This was one of my first serious worked figures. It also virused me for big scales. If at airplane models I'm stubborn to remain at 1/72 scale, in figures I appreciate the spaces where I can tell the story. Big scales gives you the opportunity to play with textures of materials and to make details credible without oversize them.
A samurai sword in 54 mm scale will be either to thick to be realistic or too thin to resist accidents.
And above all, my sight is no more what it used to be. Maybe that is the reason that I tend to think that scales from 75 up draw all the attention in an exhibition.
Well, this figure was sold by Pegaso models as a 90 mm one. After a few years when I purchased the 90 mm Viking from them I found out that all samurai series from Pegaso is in fact 120 mm.
I was so inspired by this figure that I conceived a whole story for it. As a good omen, at that time I was reading the Taiko saga by Eiji Yoshikawa, in which it was described the begining of the use on a large scale (by Toyotomi Hideioshi) of the fire arms. The archebuse was known to Japanese as Tekko.

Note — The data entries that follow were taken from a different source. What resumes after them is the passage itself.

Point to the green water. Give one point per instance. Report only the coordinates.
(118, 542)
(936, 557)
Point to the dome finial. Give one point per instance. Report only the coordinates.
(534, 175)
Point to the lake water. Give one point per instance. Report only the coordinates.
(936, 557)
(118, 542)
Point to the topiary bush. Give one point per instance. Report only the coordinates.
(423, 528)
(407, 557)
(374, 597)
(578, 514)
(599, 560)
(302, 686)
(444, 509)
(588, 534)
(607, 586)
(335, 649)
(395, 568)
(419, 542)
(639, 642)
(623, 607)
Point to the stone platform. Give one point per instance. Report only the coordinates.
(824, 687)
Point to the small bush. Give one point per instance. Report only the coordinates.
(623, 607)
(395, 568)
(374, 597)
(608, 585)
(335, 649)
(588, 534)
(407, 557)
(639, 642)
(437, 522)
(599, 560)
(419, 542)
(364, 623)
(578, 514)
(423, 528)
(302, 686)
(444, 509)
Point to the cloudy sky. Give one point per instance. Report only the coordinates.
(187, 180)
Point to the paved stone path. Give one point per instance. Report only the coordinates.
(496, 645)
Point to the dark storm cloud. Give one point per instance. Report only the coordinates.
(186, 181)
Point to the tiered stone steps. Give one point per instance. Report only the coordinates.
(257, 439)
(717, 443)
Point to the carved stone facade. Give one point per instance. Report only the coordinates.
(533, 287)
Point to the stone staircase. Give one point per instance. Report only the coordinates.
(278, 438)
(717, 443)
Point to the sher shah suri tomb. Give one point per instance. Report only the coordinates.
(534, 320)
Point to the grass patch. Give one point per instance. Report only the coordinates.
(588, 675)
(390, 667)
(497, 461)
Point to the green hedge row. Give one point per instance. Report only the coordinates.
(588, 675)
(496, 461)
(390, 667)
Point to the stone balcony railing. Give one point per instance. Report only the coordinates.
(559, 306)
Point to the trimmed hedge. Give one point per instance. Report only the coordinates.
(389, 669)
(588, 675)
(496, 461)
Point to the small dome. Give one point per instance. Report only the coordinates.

In my imagination this guy properly armoured, with sandals and even exquisite accessories could not be a simple ashigaru, how Pegaso named it. Instead he might be a bushi with quite some hopes for a good position in the clan hierarchy. Willing to please his Daimyo but somehow frustrated that he was asigned to lead a group armed with those strange new weapons that will keep him away from any glorious involvement in an important combat, he is trying to make the best and influence the course of the assault by using himself a tekko.
The work at the figurine was a provocation due to it's weight. It can be considered fitness for the left hand to keep it steady or turn it slowly during the painting process.
I painted the separate head and arms but eventually it had to came together and I guess after the final assembly it weights around 300 grams.
The process of building and painting is revealed in the following pictures:
I accorded A special attention to the base.
The idea was to combine the atmosphere of a beautiful warm spring with the destructiveness of the human conflicts. For that reason I had in mind a defective wooden ashtray that I saw on a 1 dollar kind of shop in my neighborhood. I guess it was a piece of pine root. The defect served well my purposes, representing a fracture in the land due to the seismic activity of the Nippon islands. Also it creates a certain dramatism to the scene - the subject is on the edge of this ravine so the future that lies ahead is uncertain.
The metal base from the kit was integrated on the upper surface with an equivalent for Milliput.
Vegetation was represented with various forms of moss gathered from my yard in the countryside.
The tree tries to picture a quince tree or a malformed wild peach tree.
The trunk was made from a piece of oak root. For the buds I used unexpanded polystyrene granules (those are warmed and pressed to form the PS foam).
I had to cut and attach every leaf and bud, but the result was pleasing.
The model was awarded in several occasions and that was a very encouraging start for me.